Experimental study on horizontal low-cycle loading of high-strength concrete medium high shear wall with cold-formed steel braces

Abstract

This study presents the findings from experimental tests conducted on four medium-high shear walls with a shear span ratio of 1.8. The focus of the study is to investigate the effect of different types of cold-formed steel diagonal braces on the seismic performance of the shear walls. The specimens were subjected to horizontal low-cycle loading to observe their failure behavior, including cracking load, ultimate displacement, yield load, and ultimate load.
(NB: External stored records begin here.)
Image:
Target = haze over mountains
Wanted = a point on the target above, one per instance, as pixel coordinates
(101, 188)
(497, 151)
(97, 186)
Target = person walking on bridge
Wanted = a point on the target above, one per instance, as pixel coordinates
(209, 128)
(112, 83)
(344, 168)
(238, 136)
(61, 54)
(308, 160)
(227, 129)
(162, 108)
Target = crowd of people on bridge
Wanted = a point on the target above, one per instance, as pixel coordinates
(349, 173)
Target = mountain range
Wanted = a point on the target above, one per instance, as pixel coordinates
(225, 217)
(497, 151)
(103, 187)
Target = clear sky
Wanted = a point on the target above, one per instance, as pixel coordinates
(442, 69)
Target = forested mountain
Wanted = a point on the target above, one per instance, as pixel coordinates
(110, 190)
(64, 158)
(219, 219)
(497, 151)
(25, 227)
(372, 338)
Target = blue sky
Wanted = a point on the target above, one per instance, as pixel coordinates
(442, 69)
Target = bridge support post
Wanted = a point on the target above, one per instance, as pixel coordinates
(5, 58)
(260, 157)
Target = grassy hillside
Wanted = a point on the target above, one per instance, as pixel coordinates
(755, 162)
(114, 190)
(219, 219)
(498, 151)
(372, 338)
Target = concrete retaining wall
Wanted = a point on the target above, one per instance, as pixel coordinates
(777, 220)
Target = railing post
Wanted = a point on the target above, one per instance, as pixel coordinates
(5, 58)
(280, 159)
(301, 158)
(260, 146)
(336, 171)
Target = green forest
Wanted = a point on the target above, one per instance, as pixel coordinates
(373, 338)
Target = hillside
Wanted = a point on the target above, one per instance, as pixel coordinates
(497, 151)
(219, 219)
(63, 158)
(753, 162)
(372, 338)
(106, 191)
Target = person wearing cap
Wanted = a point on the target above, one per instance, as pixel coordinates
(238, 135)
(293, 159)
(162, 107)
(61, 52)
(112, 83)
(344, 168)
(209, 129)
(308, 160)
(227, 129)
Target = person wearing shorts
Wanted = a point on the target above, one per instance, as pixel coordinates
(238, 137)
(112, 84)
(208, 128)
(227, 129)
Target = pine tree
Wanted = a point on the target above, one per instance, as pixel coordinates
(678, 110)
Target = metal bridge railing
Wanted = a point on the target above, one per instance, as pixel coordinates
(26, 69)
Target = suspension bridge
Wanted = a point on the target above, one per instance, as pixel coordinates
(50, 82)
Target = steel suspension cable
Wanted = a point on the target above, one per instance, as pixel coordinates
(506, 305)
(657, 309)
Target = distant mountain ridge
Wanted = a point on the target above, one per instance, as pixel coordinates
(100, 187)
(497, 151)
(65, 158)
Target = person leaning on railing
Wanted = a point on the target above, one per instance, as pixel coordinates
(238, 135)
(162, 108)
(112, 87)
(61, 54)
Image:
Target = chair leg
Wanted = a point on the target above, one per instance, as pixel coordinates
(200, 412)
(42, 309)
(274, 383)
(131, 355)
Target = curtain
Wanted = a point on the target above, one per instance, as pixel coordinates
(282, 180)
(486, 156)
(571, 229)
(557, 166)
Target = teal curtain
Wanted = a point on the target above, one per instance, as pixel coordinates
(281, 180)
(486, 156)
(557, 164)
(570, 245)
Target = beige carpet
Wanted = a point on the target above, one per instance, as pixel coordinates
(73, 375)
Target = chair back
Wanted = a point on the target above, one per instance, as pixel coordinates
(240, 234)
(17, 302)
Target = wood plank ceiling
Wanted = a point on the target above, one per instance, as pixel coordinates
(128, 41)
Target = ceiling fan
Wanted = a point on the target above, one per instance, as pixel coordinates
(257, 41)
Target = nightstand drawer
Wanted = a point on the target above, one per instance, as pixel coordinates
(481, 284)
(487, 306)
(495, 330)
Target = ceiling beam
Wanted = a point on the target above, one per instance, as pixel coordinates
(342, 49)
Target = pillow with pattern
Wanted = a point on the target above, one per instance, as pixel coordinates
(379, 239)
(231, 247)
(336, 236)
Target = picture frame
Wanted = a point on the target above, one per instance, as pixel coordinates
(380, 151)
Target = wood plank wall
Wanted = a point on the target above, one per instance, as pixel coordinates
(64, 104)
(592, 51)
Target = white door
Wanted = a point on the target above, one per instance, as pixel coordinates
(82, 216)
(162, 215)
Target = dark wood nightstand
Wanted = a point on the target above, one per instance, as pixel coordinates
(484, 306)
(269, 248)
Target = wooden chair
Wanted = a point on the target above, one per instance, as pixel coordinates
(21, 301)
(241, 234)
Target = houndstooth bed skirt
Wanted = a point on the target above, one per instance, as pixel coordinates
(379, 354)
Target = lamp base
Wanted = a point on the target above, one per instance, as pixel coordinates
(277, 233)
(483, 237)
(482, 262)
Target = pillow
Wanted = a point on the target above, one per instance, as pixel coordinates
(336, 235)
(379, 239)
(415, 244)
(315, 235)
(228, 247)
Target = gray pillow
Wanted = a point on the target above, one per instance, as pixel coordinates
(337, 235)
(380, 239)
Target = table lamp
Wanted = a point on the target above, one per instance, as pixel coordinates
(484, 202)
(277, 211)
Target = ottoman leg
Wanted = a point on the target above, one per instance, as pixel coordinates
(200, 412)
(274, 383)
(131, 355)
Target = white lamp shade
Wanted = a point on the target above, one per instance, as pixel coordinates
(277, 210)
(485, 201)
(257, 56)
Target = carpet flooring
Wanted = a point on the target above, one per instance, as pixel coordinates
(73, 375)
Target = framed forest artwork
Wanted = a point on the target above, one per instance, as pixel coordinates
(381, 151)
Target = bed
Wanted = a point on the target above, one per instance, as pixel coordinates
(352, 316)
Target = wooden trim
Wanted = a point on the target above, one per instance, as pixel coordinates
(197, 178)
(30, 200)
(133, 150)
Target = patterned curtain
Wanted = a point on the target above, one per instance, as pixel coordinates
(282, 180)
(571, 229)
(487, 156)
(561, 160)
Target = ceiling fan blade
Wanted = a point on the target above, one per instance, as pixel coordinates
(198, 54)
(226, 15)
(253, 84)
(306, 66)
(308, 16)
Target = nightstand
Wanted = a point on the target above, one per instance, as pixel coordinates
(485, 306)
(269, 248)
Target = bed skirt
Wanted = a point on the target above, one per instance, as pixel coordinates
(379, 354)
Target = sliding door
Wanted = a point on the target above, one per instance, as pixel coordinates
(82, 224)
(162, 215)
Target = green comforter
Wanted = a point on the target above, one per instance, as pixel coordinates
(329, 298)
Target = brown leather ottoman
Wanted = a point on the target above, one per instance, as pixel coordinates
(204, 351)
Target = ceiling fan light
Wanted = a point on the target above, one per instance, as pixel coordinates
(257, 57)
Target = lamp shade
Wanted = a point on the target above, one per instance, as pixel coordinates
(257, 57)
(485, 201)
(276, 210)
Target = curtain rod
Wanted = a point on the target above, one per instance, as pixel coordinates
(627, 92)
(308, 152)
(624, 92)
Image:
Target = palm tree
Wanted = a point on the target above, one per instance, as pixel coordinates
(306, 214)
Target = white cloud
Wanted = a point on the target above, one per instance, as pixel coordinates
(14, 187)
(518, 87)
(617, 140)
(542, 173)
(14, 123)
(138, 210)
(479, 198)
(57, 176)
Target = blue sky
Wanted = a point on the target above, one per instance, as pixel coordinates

Additionally, a comparative analysis of the stress distribution in the cold-formed steel braces, braces with different steel ratios but of the same type, and braces with the same steel ratio but of different types, was conducted. The research findings indicated that the inclusion of an appropriate amount of cold-formed steel braces with an appropriate steel ratio significantly improved the ultimate displacement and shear stiffness of the structures. The cold-formed steel braces effectively restrained crack development and prevent structural collapse after failure. However, it was observed that the lattice-type braces failed to confine the internal concrete to form a compressed concrete strut capable of resisting both shear and bending moment simultaneously. The addition of cold-formed steel braces was found to be advantageous in improving the shear stiffness of the specimens. In particular, the cold-formed angle steel braces in SRHCW-2 were more effective in enhancing the shear stiffness compared to the lattice-type cold-formed steel braces in SRHCW-3. Moreover, an increase in the steel brace ratio on top of the lattice-type cold-formed steel braces in SRHCW-3, as observed in SRHCW-4, contributed to a certain improvement in the structural shear stiffness.